Entre as atrações estrangeiras, duas chamam atenção. Quem encantou-se com os densos filmes de Nuri Bilge Ceylan (“3 Macacos”, “Sono de Inverno”, “Árvore dos Frutos Selvagens”) e com a beleza rochosa da Anatólia turca vai gostar de “Conto das Três Irmãs”. Imagens de beleza arrebatadora, um mundo dominado por homens, jovens mulheres com a sexualidade à flor da pele, papeis sociais pré-definidos e humilhantes. Adolescentes e moças pobres devem ser babás ou domésticas em casa de patrões ricos. A primeira delas volta grávida, a do meio é rejeitada e devolvida e a caçula prepara-se para ir à sonhada cidade grande cumprir sua sina.

“O Orfanato”, apesar do título pouco atrativo, traz história curiosa e envolvente. No final dos anos 1980, Gorbachov presidia a URSS e mantinha relações estreitas com o Afeganistão. Quodrat, um adolescente pobre (o carismático Quodratollah Quadiri) vive, pelas ruas de Cabul, de pequenos expedientes. Um deles consiste em vender, por preço infinitamente maior, ingressos para a sala de cinema do bairro, onde são exibidos dançantes e exóticos filmes de Bollywood. Pego pela polícia, Quodrat será internado num orfanato.
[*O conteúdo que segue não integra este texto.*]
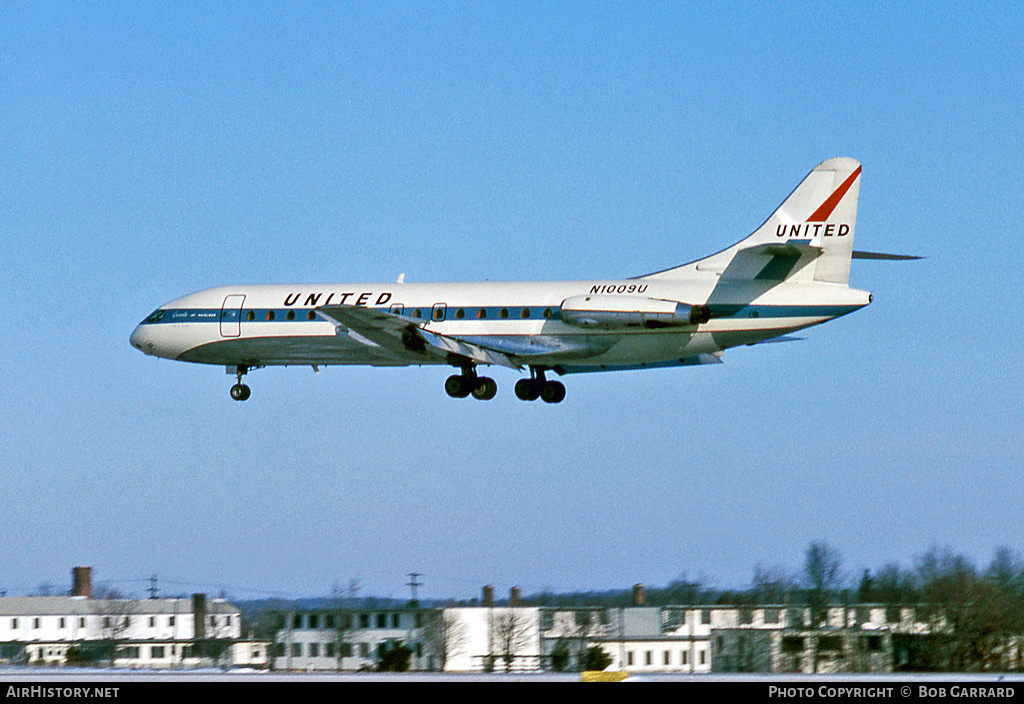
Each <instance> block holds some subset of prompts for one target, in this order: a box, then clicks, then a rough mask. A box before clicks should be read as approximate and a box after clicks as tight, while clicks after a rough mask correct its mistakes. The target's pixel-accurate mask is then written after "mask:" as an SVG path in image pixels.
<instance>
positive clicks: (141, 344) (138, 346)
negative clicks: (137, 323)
mask: <svg viewBox="0 0 1024 704" xmlns="http://www.w3.org/2000/svg"><path fill="white" fill-rule="evenodd" d="M128 342H130V343H131V346H132V347H134V348H135V349H136V350H141V351H142V352H145V353H146V354H153V349H154V344H153V341H152V340H148V339H147V336H146V335H145V331H143V329H142V325H138V326H137V327H136V328H135V329H134V332H132V334H131V337H130V338H128Z"/></svg>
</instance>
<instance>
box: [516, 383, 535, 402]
mask: <svg viewBox="0 0 1024 704" xmlns="http://www.w3.org/2000/svg"><path fill="white" fill-rule="evenodd" d="M515 395H516V397H518V399H519V400H520V401H536V400H537V399H539V398H540V397H541V385H540V384H538V383H537V382H536V381H535V380H532V379H520V380H519V381H518V382H516V383H515Z"/></svg>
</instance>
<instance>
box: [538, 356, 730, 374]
mask: <svg viewBox="0 0 1024 704" xmlns="http://www.w3.org/2000/svg"><path fill="white" fill-rule="evenodd" d="M721 363H722V358H721V357H720V356H719V355H718V354H709V353H703V354H695V355H693V356H692V357H681V358H679V359H670V360H668V361H663V362H650V363H647V364H644V363H640V364H559V365H558V366H556V367H554V369H555V371H557V372H558V373H560V375H566V373H591V372H594V371H630V370H633V369H658V368H663V367H667V366H698V365H701V364H721Z"/></svg>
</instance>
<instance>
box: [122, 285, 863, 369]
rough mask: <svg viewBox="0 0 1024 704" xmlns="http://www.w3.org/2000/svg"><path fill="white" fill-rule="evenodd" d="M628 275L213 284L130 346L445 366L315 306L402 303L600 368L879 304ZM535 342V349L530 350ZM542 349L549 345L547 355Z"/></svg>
mask: <svg viewBox="0 0 1024 704" xmlns="http://www.w3.org/2000/svg"><path fill="white" fill-rule="evenodd" d="M701 278H702V279H705V280H700V279H695V280H677V279H672V280H656V279H623V280H595V281H544V282H456V283H340V284H297V285H236V287H221V288H217V289H208V290H206V291H201V292H199V293H196V294H191V295H189V296H185V297H184V298H180V299H177V300H175V301H172V302H170V303H168V304H166V305H164V306H162V307H161V308H160V309H159V310H158V311H157V312H156V313H154V314H153V315H151V316H150V317H148V318H146V320H145V321H143V322H142V323H140V324H139V325H138V327H137V328H136V329H135V332H134V333H133V334H132V336H131V343H132V345H133V346H135V347H136V348H138V349H139V350H141V351H143V352H145V353H146V354H151V355H155V356H159V357H166V358H169V359H178V360H182V361H191V362H200V363H208V364H225V365H239V364H242V365H246V366H250V367H256V366H265V365H273V364H377V365H395V364H398V365H404V364H428V363H445V362H444V361H443V360H441V359H437V358H433V357H421V356H417V355H411V354H398V353H395V352H394V351H392V350H389V349H386V348H383V347H380V346H377V345H374V344H372V343H371V344H368V342H369V341H367V340H360V339H359V336H358V334H357V333H354V334H352V335H350V334H349V331H348V329H344V328H343V327H342V326H340V325H337V324H335V323H333V322H331V321H328V320H326V319H323V318H322V317H319V316H318V315H316V313H315V312H314V311H315V309H316V308H318V307H322V306H328V305H343V306H344V305H351V306H362V307H367V308H377V309H382V310H387V311H391V312H396V313H398V314H400V315H403V316H404V317H407V318H410V319H411V320H416V321H419V322H420V323H421V324H423V325H424V327H425V328H426V329H429V331H433V332H436V333H438V334H440V335H446V336H452V337H456V338H459V339H462V340H468V341H471V342H476V343H478V344H484V345H486V344H487V343H488V342H489V341H496V342H498V341H500V344H499V345H498V346H499V347H500V348H501V349H503V350H504V351H507V352H509V351H511V354H512V356H516V355H515V351H516V350H517V347H518V346H521V355H519V357H517V358H521V359H522V360H523V362H524V363H528V364H530V365H544V366H549V367H556V366H558V365H568V366H571V367H572V368H573V370H580V371H583V370H586V369H585V368H579V367H591V366H592V367H594V370H598V369H600V368H609V367H610V368H615V367H630V366H634V365H647V364H651V365H656V364H660V363H671V362H672V361H673V360H680V359H684V358H687V357H694V356H696V355H700V354H708V353H717V352H721V351H722V350H725V349H727V348H729V347H734V346H737V345H748V344H752V343H757V342H761V341H764V340H768V339H771V338H775V337H778V336H781V335H785V334H787V333H792V332H794V331H797V329H800V328H803V327H807V326H809V325H815V324H818V323H821V322H825V321H827V320H830V319H833V318H835V317H838V316H840V315H845V314H846V313H850V312H852V311H854V310H856V309H858V308H860V307H862V306H864V305H866V304H867V303H868V301H869V295H868V294H867V293H865V292H861V291H857V290H854V289H849V288H848V287H846V285H837V284H830V283H820V282H806V283H797V282H786V283H782V284H779V283H778V282H772V281H766V282H760V281H736V282H735V283H729V284H725V285H723V282H722V281H720V280H718V279H717V277H715V276H707V277H701ZM588 294H590V295H605V296H607V295H610V296H615V297H627V298H631V299H632V298H643V299H655V300H665V301H675V302H686V303H689V304H694V305H700V304H703V305H708V306H709V308H710V310H711V319H710V320H709V321H708V322H707V323H703V324H692V325H679V326H666V327H660V328H649V327H644V326H639V325H638V326H610V327H608V326H600V325H598V326H594V327H589V328H588V327H581V326H578V325H569V324H566V323H565V322H563V321H562V319H561V309H560V306H561V304H562V302H563V301H565V300H566V299H569V298H571V297H574V296H582V295H588ZM531 348H534V349H531ZM538 353H540V354H538Z"/></svg>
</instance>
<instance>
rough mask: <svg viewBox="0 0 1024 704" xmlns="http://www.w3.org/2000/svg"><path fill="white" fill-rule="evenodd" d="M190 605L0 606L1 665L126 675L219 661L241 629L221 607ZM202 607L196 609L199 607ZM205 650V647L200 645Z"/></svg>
mask: <svg viewBox="0 0 1024 704" xmlns="http://www.w3.org/2000/svg"><path fill="white" fill-rule="evenodd" d="M201 597H202V595H197V596H195V597H193V598H191V599H148V600H129V599H117V600H111V599H87V598H85V597H4V598H0V659H2V660H5V661H7V662H15V661H16V662H35V663H40V664H65V663H67V662H69V661H72V662H75V661H79V662H97V661H109V662H112V663H113V664H114V665H118V666H126V667H180V666H187V665H190V664H191V665H198V664H200V663H201V662H203V661H205V660H210V659H215V660H219V659H220V658H221V657H222V656H223V655H224V654H223V652H221V653H216V652H215V651H214V650H213V647H214V645H215V644H218V643H220V644H223V645H225V646H226V645H229V644H230V643H232V642H233V641H236V640H238V639H239V636H240V634H241V629H242V618H241V615H240V613H239V610H238V609H237V608H234V607H233V606H231V605H230V604H227V603H226V602H221V601H213V602H206V601H205V600H204V599H201ZM199 604H202V607H200V606H199ZM201 644H205V645H201Z"/></svg>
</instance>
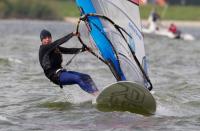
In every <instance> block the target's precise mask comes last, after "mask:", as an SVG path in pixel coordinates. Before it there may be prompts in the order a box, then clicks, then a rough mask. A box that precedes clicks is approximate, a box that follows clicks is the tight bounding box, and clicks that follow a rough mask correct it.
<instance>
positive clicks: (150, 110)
mask: <svg viewBox="0 0 200 131" xmlns="http://www.w3.org/2000/svg"><path fill="white" fill-rule="evenodd" d="M96 107H97V109H99V110H100V111H105V112H110V111H129V112H132V113H138V114H142V115H152V114H154V113H155V111H156V101H155V99H154V97H153V96H152V94H151V93H150V92H149V90H147V89H146V88H144V87H143V86H141V85H138V84H136V83H132V82H129V81H120V82H117V83H114V84H111V85H109V86H107V87H106V88H104V90H103V91H102V92H101V93H100V94H99V96H98V97H97V98H96Z"/></svg>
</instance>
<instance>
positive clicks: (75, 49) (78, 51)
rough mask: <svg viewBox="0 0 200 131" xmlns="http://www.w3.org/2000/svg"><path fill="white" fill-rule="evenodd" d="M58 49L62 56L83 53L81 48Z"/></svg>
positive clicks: (67, 48) (64, 47)
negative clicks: (70, 54) (66, 54)
mask: <svg viewBox="0 0 200 131" xmlns="http://www.w3.org/2000/svg"><path fill="white" fill-rule="evenodd" d="M58 48H59V49H60V51H61V53H63V54H76V53H78V52H83V51H84V50H83V48H65V47H61V46H58Z"/></svg>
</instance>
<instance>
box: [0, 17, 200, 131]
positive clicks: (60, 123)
mask: <svg viewBox="0 0 200 131" xmlns="http://www.w3.org/2000/svg"><path fill="white" fill-rule="evenodd" d="M43 28H48V29H49V30H51V32H52V35H53V36H54V38H55V39H56V38H59V37H61V36H63V35H65V34H67V33H69V32H71V31H73V30H74V28H75V27H74V25H72V24H68V23H65V22H48V21H21V20H1V21H0V46H1V48H0V74H1V75H0V130H1V131H28V130H41V131H43V130H44V131H54V130H57V131H69V130H85V131H88V130H91V131H92V130H99V131H100V130H107V131H111V130H117V131H119V130H123V131H124V130H126V131H132V130H137V131H147V130H148V131H151V130H152V131H171V130H173V131H185V130H190V131H191V130H192V131H198V130H199V128H200V95H199V93H200V79H199V78H200V76H199V74H200V69H199V67H200V59H199V52H200V44H199V41H200V40H198V39H197V40H195V41H192V42H187V41H182V40H170V39H168V38H164V37H155V36H145V48H146V53H147V56H148V59H149V67H150V71H149V75H150V77H151V80H152V83H153V84H154V91H155V93H154V96H155V99H156V101H157V105H158V107H157V112H156V114H155V115H153V116H149V117H146V116H141V115H136V114H133V113H128V112H112V113H104V112H100V111H98V110H97V109H96V108H94V107H93V106H92V105H91V104H90V103H83V104H75V105H73V104H69V103H64V102H62V101H61V100H60V98H62V97H63V94H62V93H61V92H59V90H58V88H57V86H55V85H53V84H52V83H50V82H49V81H48V80H47V79H46V78H45V77H44V74H43V72H42V69H41V67H40V65H39V61H38V48H39V45H40V40H39V33H40V31H41V29H43ZM182 29H183V30H184V31H188V32H192V33H193V34H194V35H195V36H196V37H199V36H200V28H184V27H183V28H182ZM68 45H76V46H78V45H79V44H78V42H77V40H76V39H73V40H71V41H70V42H69V43H68ZM69 69H71V70H77V71H81V72H85V73H89V74H90V75H91V76H92V77H93V78H94V80H95V81H96V83H97V85H98V86H99V87H103V86H105V85H106V84H108V83H110V82H112V81H114V78H113V77H112V76H111V74H110V72H109V70H108V69H107V68H106V66H104V65H102V64H100V62H99V61H97V60H96V59H95V58H94V57H93V56H91V55H87V53H86V54H85V53H84V54H82V55H79V56H77V57H76V59H75V60H74V62H72V64H71V65H70V67H69ZM65 88H69V92H70V93H71V94H72V96H71V97H75V96H76V98H75V99H81V100H83V98H84V99H86V98H85V97H86V95H84V94H82V93H81V91H79V88H78V87H77V86H67V87H65ZM82 95H84V96H82ZM55 101H57V102H55Z"/></svg>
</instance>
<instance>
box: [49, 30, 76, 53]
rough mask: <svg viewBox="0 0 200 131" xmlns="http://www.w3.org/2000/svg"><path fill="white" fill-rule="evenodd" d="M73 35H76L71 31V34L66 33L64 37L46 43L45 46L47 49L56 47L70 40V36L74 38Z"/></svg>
mask: <svg viewBox="0 0 200 131" xmlns="http://www.w3.org/2000/svg"><path fill="white" fill-rule="evenodd" d="M73 36H74V35H73V33H70V34H68V35H66V36H64V37H62V38H60V39H58V40H56V41H54V42H53V43H51V44H48V45H45V48H46V50H52V49H55V48H56V47H57V46H59V45H61V44H63V43H65V42H67V41H68V40H69V39H70V38H72V37H73Z"/></svg>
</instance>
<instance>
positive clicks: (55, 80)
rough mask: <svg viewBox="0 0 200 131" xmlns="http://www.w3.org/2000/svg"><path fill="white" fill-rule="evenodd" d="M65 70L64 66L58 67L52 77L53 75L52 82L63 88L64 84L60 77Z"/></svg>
mask: <svg viewBox="0 0 200 131" xmlns="http://www.w3.org/2000/svg"><path fill="white" fill-rule="evenodd" d="M64 71H66V69H64V68H59V69H57V70H56V71H55V73H54V74H53V75H52V77H51V79H52V82H53V83H55V84H57V85H59V86H60V88H63V86H62V84H61V83H60V79H59V77H60V74H61V73H62V72H64Z"/></svg>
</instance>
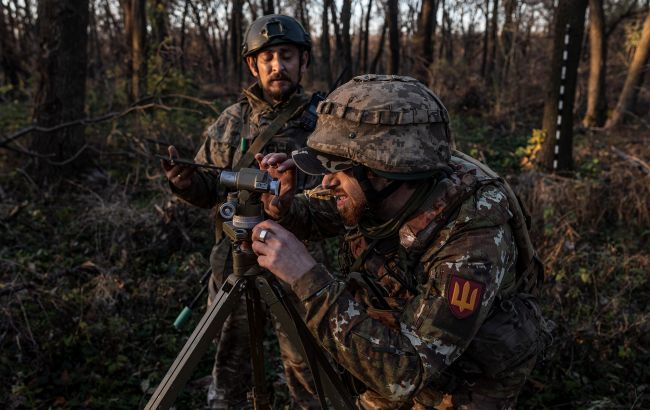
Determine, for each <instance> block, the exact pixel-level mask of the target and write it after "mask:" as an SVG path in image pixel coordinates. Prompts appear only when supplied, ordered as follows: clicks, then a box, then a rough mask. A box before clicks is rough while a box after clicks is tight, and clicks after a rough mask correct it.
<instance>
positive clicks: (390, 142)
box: [307, 74, 451, 173]
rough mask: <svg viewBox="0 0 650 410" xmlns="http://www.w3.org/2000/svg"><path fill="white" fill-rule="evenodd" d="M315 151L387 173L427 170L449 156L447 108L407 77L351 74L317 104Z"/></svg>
mask: <svg viewBox="0 0 650 410" xmlns="http://www.w3.org/2000/svg"><path fill="white" fill-rule="evenodd" d="M317 112H318V114H319V116H318V126H317V127H316V130H314V132H313V133H312V135H311V136H310V137H309V140H308V141H307V146H309V147H310V148H313V149H315V150H317V151H320V152H323V153H327V154H332V155H336V156H340V157H344V158H347V159H350V160H353V161H356V162H358V163H360V164H363V165H365V166H367V167H369V168H372V169H374V170H379V171H385V172H392V173H412V172H423V171H431V170H435V169H438V168H441V167H444V166H445V165H446V163H447V161H449V158H450V138H451V136H450V135H449V130H448V123H449V116H448V114H447V110H446V109H445V107H444V106H443V105H442V103H441V102H440V100H439V99H438V97H436V96H435V95H434V94H433V93H432V92H431V90H429V89H428V88H427V87H425V86H424V85H423V84H422V83H420V82H419V81H417V80H415V79H414V78H411V77H404V76H392V75H370V74H366V75H363V76H357V77H354V78H353V79H352V80H351V81H349V82H347V83H345V84H344V85H342V86H341V87H339V88H337V89H336V90H334V91H333V92H332V93H331V94H330V95H329V96H328V97H327V99H326V100H325V101H322V102H321V103H320V104H319V105H318V108H317Z"/></svg>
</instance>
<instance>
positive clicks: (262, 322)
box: [246, 280, 271, 410]
mask: <svg viewBox="0 0 650 410" xmlns="http://www.w3.org/2000/svg"><path fill="white" fill-rule="evenodd" d="M251 282H252V280H251ZM250 285H251V286H248V287H247V289H246V308H247V311H248V329H249V334H250V344H251V363H252V365H253V392H252V402H253V409H254V410H269V409H270V408H271V403H270V399H269V395H268V392H267V391H266V377H265V372H264V344H263V340H264V322H265V320H264V319H265V316H264V312H263V311H262V306H261V303H260V294H259V292H258V291H257V289H256V287H255V286H254V283H251V284H250Z"/></svg>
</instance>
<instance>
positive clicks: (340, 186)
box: [323, 172, 368, 226]
mask: <svg viewBox="0 0 650 410" xmlns="http://www.w3.org/2000/svg"><path fill="white" fill-rule="evenodd" d="M323 186H324V187H326V188H328V189H331V190H332V195H334V197H335V198H336V208H337V210H338V211H339V214H340V215H341V219H343V223H344V224H345V225H347V226H354V225H357V224H358V223H359V220H360V219H361V214H363V212H364V210H365V209H366V208H367V207H368V201H367V200H366V195H365V194H364V193H363V190H362V189H361V186H360V185H359V182H358V181H357V179H356V178H354V177H353V176H351V175H350V174H348V172H337V173H334V174H327V175H325V176H324V177H323Z"/></svg>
Que ninguém espere aquelas sagas de meninos maltratados por inspetores brutais. O filme desenvolve-se em tom lúdico e amoroso. Até viagem coletiva dos órfãos a Moscou, quando visitarão a múmia de Lênin (recriada em estúdio cenográfico), será marcada por alegre euforia. Os rumos da grande história – o triunfo talibã – colocará tudo a perder. Ou não? Se depender da imaginação “bollywoodense” de Quodrat, pode ser que não.

Shahrbanoo Sadat, o diretor, realizou seu longa-metragem a partir de livro de conterrâneo afegão que trilhou os mesmos caminhos de Quodrat. E o fez com produtores franceses, alemães e dinamarqueses na retaguarda. Não filmou em seu país, que segue sob comando talibã.

Festival Espaço Itaú de Pré-Estreias On-line
Data: desta sexta-feira, 19, até 29 de junho
Local: plataforma Espaço Itaú Play/Looke
Programação: serão exibidos 19 filmes (onze brasileiros e oito internacionais). Cada filme ficará disponível por 48 horas. Acesso a R$ 10,00 (cada título). 20% do valor será destinado à APRO (Associação Brasileira da Produção de Obras Audiovisuais), que auxiliará profissionais do setor afetados pela pandemia.